1University Hospital Carl Gustav Carus, Technische Universität Dresden, Department of Internal Medicine III, Dresden, Germany; 2University Hospital Carl Gustav Carus, Department of Internal Medicine III, Dresden, Germany; 3Univeristy Hospital Carl Gustav Carus, Department of Internal Medicine III, Dresden, Germany; 4University Hospital Carl Gustac Carus, Department of Internal Medicine III, Dresden, Germany.


Background: Sepsis is a life-threatening inflammatory condition and a leading cause of death in hospitals. It arises when a microbial infection triggers prolonged and uncontrolled systemic inflammation resulting in progressing organ dysfunction.
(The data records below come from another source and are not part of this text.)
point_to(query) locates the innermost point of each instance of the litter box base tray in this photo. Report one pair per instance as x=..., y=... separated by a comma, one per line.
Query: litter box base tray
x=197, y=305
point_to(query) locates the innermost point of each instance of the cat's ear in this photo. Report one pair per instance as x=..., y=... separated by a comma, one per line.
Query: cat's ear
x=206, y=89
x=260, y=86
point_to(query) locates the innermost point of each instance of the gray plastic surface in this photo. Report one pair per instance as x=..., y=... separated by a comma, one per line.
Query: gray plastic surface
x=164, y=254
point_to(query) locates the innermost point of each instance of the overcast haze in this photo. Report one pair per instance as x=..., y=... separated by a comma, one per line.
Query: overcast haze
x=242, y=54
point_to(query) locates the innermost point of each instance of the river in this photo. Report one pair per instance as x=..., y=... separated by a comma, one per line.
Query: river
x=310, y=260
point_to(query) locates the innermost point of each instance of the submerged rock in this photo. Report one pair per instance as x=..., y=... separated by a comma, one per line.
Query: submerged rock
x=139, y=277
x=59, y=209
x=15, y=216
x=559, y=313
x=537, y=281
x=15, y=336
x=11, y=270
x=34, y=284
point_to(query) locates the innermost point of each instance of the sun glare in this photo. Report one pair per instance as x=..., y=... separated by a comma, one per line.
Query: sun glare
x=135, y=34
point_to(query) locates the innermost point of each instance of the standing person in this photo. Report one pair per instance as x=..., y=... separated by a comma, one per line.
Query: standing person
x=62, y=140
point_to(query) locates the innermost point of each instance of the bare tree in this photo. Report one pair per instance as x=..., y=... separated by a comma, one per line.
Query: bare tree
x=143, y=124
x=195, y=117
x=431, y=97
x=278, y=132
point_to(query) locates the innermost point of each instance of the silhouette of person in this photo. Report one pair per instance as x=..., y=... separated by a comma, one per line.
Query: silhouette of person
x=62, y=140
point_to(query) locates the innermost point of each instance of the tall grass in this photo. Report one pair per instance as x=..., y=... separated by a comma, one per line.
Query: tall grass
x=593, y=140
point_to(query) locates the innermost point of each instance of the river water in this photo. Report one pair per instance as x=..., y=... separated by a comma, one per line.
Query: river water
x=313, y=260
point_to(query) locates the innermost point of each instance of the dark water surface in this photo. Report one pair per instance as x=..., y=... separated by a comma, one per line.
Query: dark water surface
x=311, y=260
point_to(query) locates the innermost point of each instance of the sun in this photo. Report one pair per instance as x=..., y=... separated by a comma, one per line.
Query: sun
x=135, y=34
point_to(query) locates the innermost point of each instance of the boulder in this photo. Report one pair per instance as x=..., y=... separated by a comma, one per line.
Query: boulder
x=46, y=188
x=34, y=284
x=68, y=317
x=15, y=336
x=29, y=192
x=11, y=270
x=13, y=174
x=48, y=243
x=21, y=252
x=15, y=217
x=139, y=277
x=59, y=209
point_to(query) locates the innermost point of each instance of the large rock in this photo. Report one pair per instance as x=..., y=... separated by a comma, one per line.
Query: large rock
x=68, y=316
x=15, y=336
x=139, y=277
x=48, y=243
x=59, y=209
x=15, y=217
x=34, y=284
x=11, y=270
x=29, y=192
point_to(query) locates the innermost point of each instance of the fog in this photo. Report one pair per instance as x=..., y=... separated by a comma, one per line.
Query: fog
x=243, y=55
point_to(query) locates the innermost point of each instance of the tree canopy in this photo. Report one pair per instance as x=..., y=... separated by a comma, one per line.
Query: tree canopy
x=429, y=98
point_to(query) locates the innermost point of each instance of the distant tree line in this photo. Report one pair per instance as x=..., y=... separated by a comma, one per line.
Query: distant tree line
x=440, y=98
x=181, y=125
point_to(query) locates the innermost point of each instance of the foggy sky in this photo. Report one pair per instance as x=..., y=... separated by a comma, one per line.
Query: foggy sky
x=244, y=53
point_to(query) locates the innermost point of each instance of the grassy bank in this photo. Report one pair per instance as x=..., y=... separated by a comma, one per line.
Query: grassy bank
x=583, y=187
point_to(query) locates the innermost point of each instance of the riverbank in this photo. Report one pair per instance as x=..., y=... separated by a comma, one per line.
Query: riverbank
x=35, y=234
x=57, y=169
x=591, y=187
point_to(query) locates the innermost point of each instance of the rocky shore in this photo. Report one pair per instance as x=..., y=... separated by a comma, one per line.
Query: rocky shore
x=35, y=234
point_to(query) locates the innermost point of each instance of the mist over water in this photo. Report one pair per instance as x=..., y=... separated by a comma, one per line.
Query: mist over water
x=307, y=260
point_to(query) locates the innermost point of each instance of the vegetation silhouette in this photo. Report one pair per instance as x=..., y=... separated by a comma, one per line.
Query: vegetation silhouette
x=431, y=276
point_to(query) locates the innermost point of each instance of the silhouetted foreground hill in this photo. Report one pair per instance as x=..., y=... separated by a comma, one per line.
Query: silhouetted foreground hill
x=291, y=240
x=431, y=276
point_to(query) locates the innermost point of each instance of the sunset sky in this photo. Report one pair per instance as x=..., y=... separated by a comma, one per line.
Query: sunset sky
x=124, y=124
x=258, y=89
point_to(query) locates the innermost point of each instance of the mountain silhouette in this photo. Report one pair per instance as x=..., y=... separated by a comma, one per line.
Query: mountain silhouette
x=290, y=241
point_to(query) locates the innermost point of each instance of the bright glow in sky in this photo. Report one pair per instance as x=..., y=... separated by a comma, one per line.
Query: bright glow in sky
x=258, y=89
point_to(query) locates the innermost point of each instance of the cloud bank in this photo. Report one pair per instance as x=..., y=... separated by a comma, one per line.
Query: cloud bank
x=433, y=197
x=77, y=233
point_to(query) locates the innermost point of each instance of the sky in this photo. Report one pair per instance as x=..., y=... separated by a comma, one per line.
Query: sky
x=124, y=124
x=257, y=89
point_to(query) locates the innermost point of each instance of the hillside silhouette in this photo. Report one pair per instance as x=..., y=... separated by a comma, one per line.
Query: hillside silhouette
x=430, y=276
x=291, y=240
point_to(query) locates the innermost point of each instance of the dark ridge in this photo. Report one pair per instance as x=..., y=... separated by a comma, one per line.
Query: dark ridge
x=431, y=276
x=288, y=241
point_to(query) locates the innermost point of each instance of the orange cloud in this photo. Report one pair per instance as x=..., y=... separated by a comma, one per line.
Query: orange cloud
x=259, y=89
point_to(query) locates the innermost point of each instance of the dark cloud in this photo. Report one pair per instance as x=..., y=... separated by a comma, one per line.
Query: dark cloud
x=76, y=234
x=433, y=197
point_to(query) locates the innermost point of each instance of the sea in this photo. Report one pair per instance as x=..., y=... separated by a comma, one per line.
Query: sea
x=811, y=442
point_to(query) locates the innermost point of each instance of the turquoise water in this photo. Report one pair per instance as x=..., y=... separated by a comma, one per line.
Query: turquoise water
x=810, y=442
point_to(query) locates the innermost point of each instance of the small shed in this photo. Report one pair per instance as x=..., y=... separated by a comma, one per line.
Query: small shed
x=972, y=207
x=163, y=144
Recent experimental data suggest a possible involvement of ferroptosis – an iron-dependent form of regulated necrosis – in sepsis-mediated damage of many vital organs. However, its role in adrenal gland dysfunction and/or damage during systemic inflammation hasn’t been studied so far.

Objectives: The aim of this project is to elucidate whether septic conditions such as enhanced inflammation and steroidogenesis impact ferroptosis activation in the adrenal glands.

Methods: The human adrenocortical cells, NCI-H295R, were either treated with forskolin or inflammatory cytokines (TNFα, IL-6, IFNγ) in vitro for 24–48 h. After that time, expression of ferroptosis-relevant genes and proteins was analyzed by qPCR and western blot, respectively. In addition, necrosis induction (via Annexin V and PI staining) as well as lipid peroxidation were analyzed to study ferroptosis induction during those conditions. Potential ferroptosis induction in the adrenals was additionally evaluated in vivo using wildtype mice treated with LPS.

Results: The major molecules involved in the suppression (glutathione peroxidase 4; GPX4), and induction (long-chain-fatty-acid-CoA ligase 4; ACSL4) of ferroptosis were strongly expressed in human and mouse adrenal glands, with the adrenal cortex being the major expression site. Enhanced steroidogenesis or treatment with cytokines led to enhanced ACSL4 expression and/or reduction of GPX4 in NCI-H295R cells. Similar results were observed in vivo. Furthermore, the same treatments led to an increased necrotic cell death of NCI-H295R cells, as well as induction of phospholipid peroxidation which was mitigated when the cells were treated with the ferroptosis inhibitor Ferrostatin-1.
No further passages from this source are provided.